28.8.10

Aslında sütünüz hazır sadece sizden işaret bekliyor!

O işareti verebilmek için;

Etraftan gelen tüm yorumlara kulaklarınızı kapayın!


Odanıza kapanın!

Yanınızda kimseler olmasın! (e malum doğumdan önce de göğsümüzü ortalık yerde açan 1 tip değildik, 1 de onun stresini yaşamayın)

Bebeğinizle sabredin, pozitif olun, sütünüz gelsin ve sonra herkesin yanında EMZİRİN!
O anlarda anne yanında olanlar;

'yok gelmiyor, ah çocuk aç kaldı, mama hazırlayalım, yok yok az geliyor, yağı yok, şunu ye, bunu ye, tutamadı bebek, tüh, vah' demeyin!
olumlu ve pozitif durun!
Yapamıyorsanız sessiz durun, mümkünse yanına da yaklaşmayın, tanıdığım hiçbir kadn göğsüne dikkatlice odaklanılmasından ve sorulmadan birden ellenerek yardım edilmeye çalışılmasından hoşlanmaz...

Olumlu yaşanmış hikayeler anlatın, olucak diyin, gelecek diyin, uğraşmasına zemin hazırlayın, poh pohlayın :)

20.8.10

Ben kimle dolaşıyorum?!?

Bugün yine evde uyku öncesi krizlerimizden birini yaşıyorduk ki toparlandık arabamıza bindik ve klimalı ilk alışveriş merkezine kendimizi attık!

Capacity'e girdik, bu kez kangurumuzla gezmedik çünkü rahat rahat uyusun istedim.
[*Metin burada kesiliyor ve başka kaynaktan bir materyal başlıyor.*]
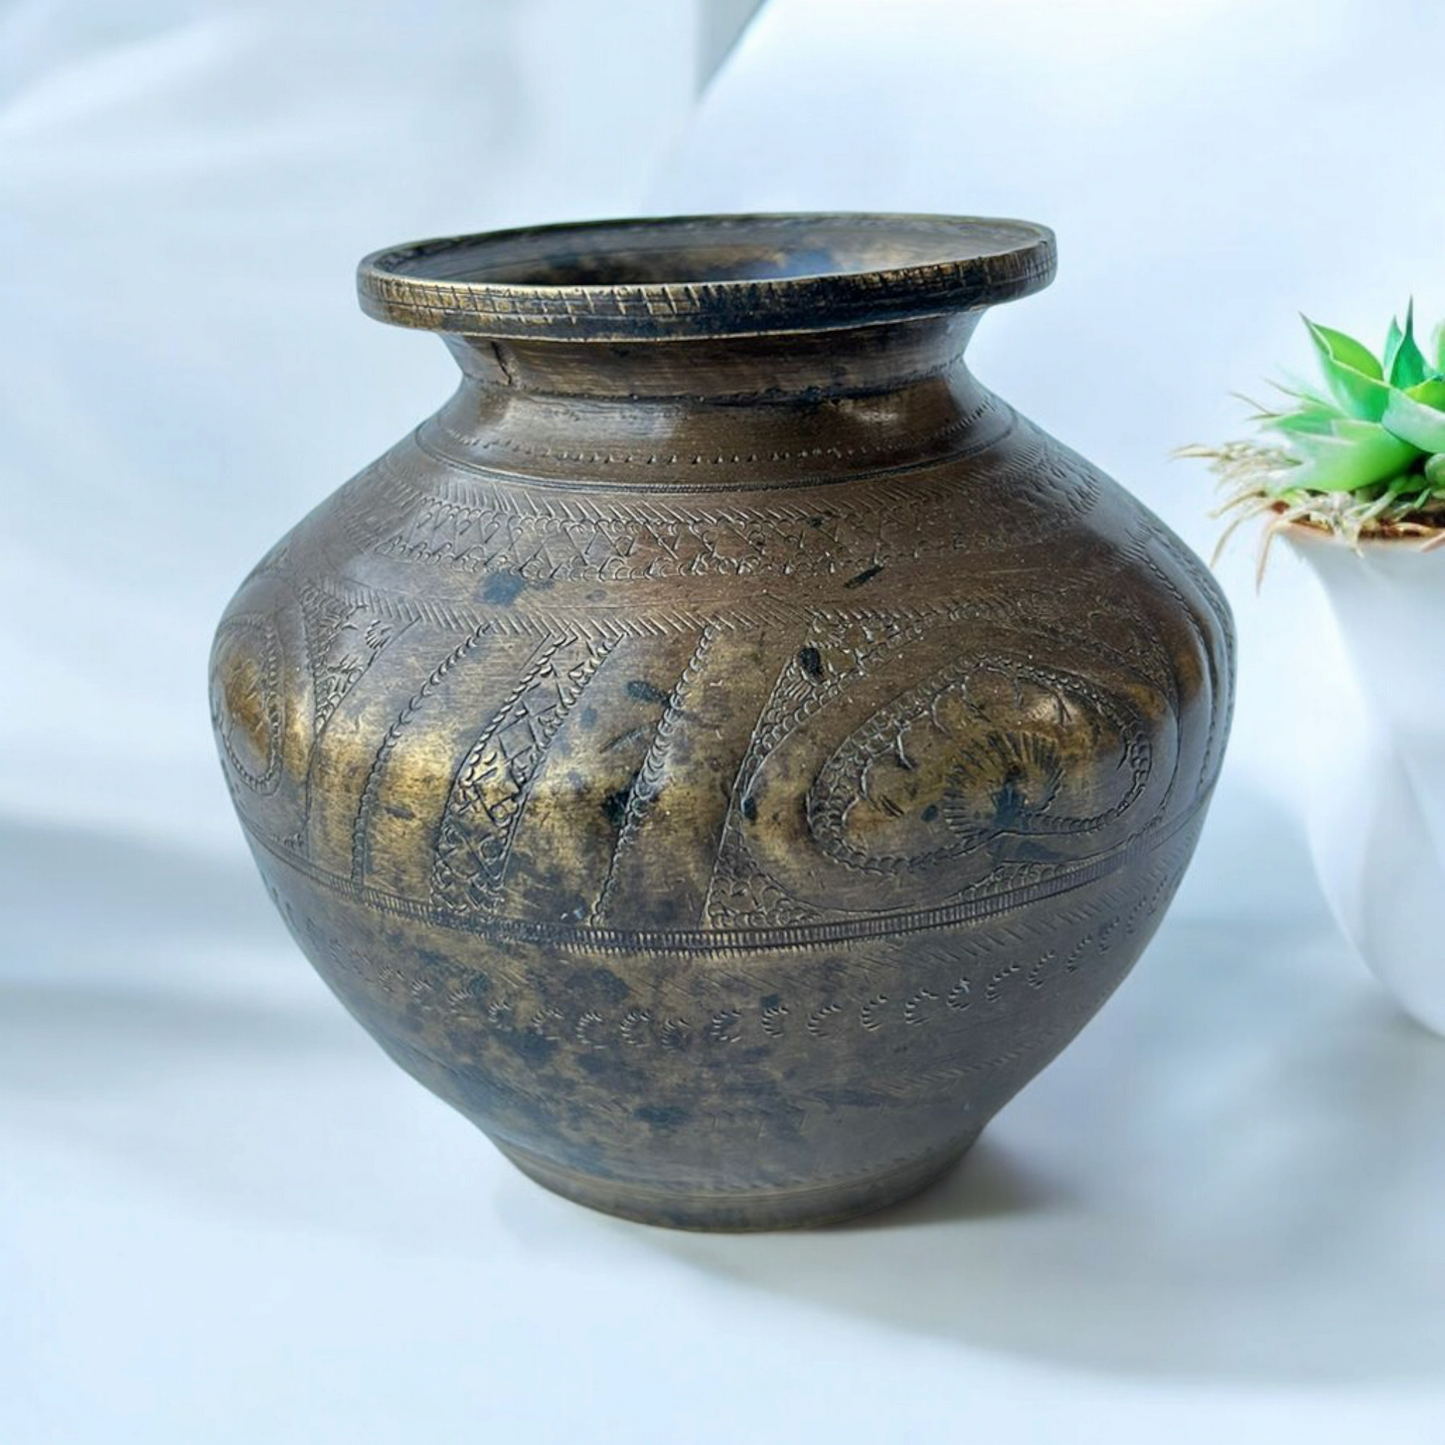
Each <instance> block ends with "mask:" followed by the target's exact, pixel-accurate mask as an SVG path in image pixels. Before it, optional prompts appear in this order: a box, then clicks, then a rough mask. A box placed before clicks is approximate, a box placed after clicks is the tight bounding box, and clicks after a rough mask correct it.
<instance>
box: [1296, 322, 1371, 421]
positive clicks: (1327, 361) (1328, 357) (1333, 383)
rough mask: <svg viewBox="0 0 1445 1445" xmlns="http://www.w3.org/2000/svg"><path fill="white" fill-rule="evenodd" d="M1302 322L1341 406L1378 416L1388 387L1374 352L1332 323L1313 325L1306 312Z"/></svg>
mask: <svg viewBox="0 0 1445 1445" xmlns="http://www.w3.org/2000/svg"><path fill="white" fill-rule="evenodd" d="M1305 325H1306V327H1308V328H1309V335H1311V340H1312V341H1314V342H1315V350H1316V351H1318V353H1319V364H1321V368H1322V370H1324V373H1325V381H1327V383H1328V384H1329V390H1331V392H1332V393H1334V394H1335V399H1337V400H1338V402H1340V405H1341V407H1344V410H1345V412H1348V413H1350V415H1351V416H1355V418H1358V419H1361V420H1366V422H1377V420H1380V418H1381V415H1384V403H1386V400H1387V397H1389V389H1387V387H1386V383H1384V371H1383V368H1381V366H1380V363H1379V361H1377V360H1376V355H1374V353H1373V351H1371V350H1370V348H1368V347H1367V345H1364V344H1363V342H1360V341H1355V338H1354V337H1347V335H1345V334H1344V332H1342V331H1335V329H1334V328H1332V327H1321V325H1316V324H1315V322H1314V321H1311V319H1309V318H1308V316H1305Z"/></svg>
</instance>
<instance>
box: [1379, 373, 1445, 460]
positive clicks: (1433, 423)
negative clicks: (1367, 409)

Ben de rahat rahat bişeyler yiyip içeyim! :)

Önce biraz uyudu, ben de o sırada biraz mağaza gezdim ama sonra hemen uyandı meraklı! Ne yapıyoruz, nereyi geziyoruz, burda ne var, o kim vs. vs. bakışları atmaya başladı!
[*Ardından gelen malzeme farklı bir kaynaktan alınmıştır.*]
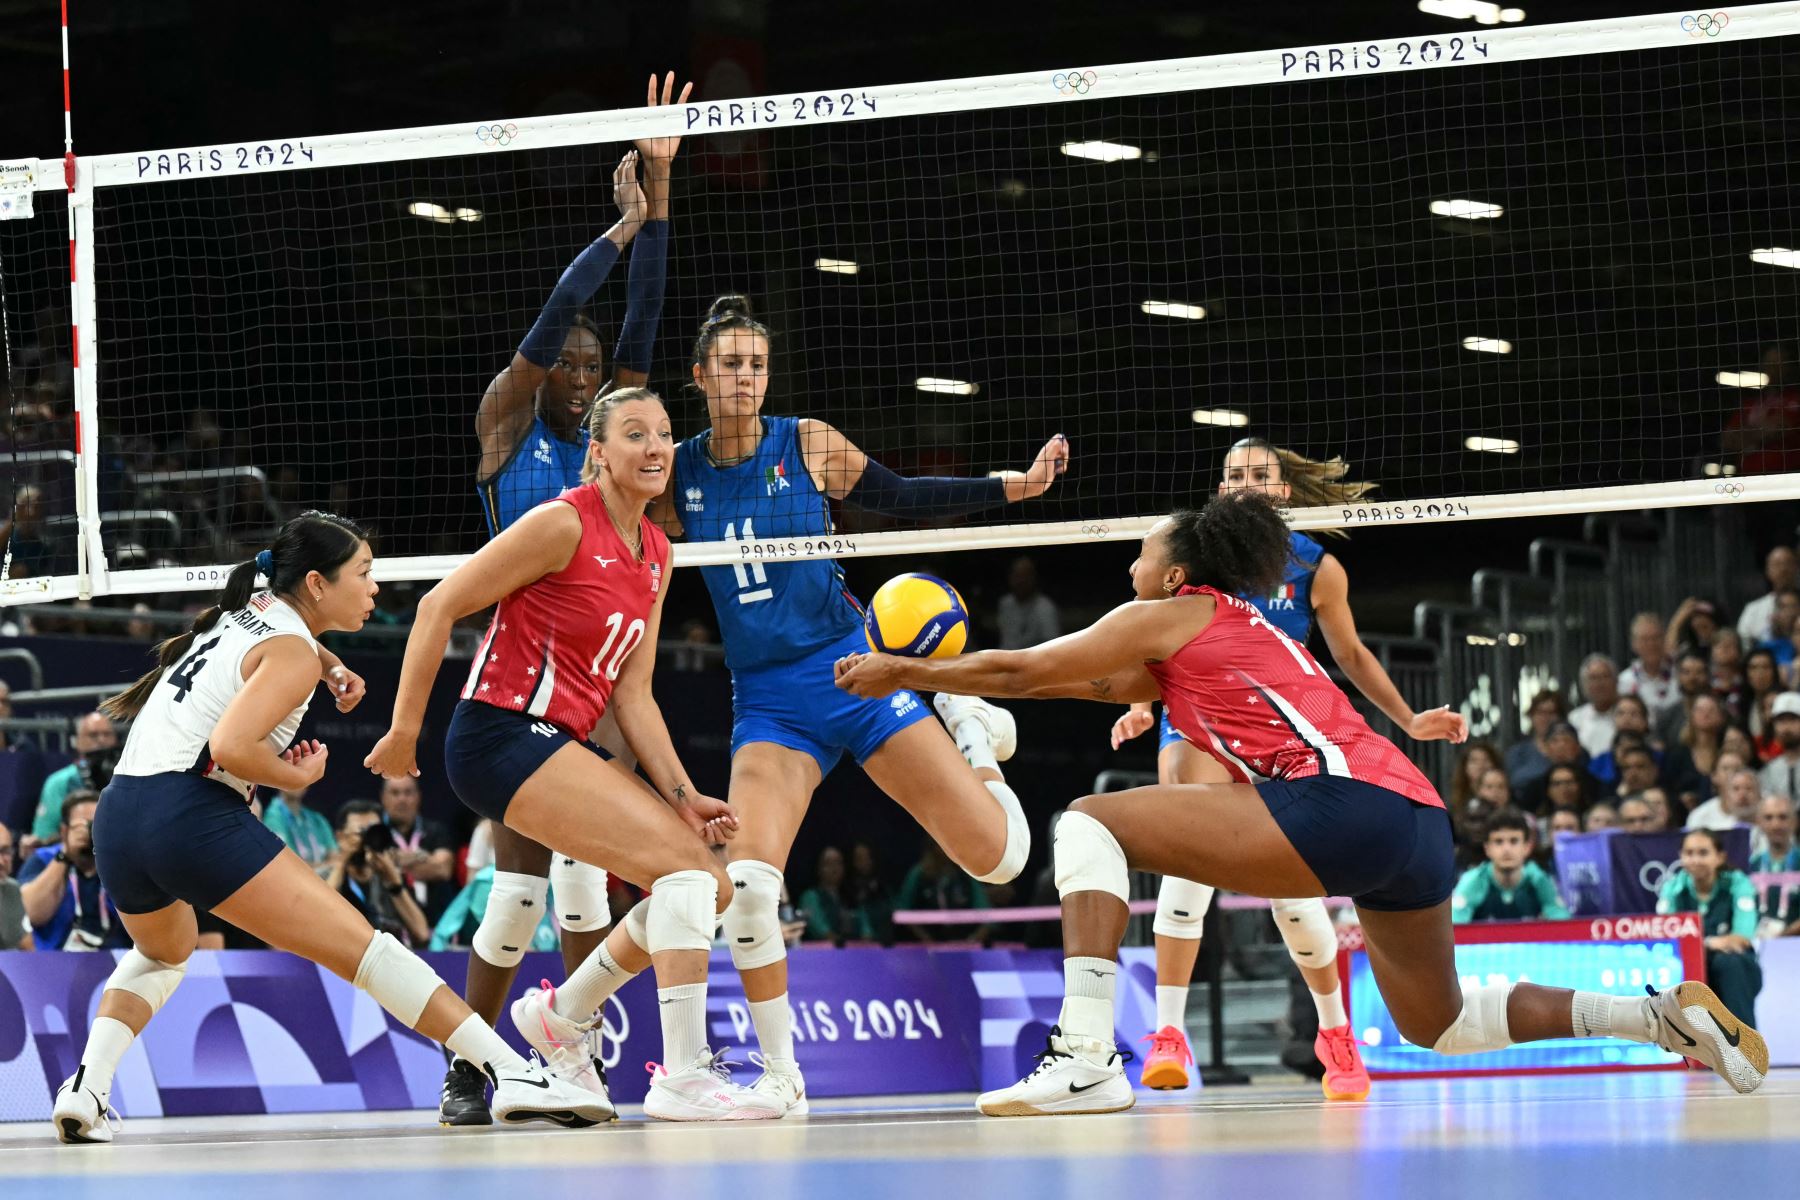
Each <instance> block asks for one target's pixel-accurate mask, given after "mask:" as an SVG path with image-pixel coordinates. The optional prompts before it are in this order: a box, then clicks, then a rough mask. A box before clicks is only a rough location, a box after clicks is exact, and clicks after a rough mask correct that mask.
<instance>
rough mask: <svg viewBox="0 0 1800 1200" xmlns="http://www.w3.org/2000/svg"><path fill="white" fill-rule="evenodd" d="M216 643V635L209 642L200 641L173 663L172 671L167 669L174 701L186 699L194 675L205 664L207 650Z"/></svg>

Nine West'te içerisi müşteri dolu olmasına rağmen herkes işi gücü bıraktı Simre'nin başına üşüştü.

Bişey soruyorum kimse bana cevap vermiyor!

Ay diyorum napıyo o size öyle?

Bi bakıyorum ki herkesi başına toplamış, eteğini açıyor, gülücükler atıyor, 'aaaaaaaa, uuuuuuuu, yaaaaaa' diye hepsinin ayrı ayrı yüzüne bakarak sohbet ediyor!

Ben benle ilgilensinler diye uğraşırken Simre Hanım sanki ayakkabı alıcak bi müşteriymiş gibi tüm çalışanları başına toplamış!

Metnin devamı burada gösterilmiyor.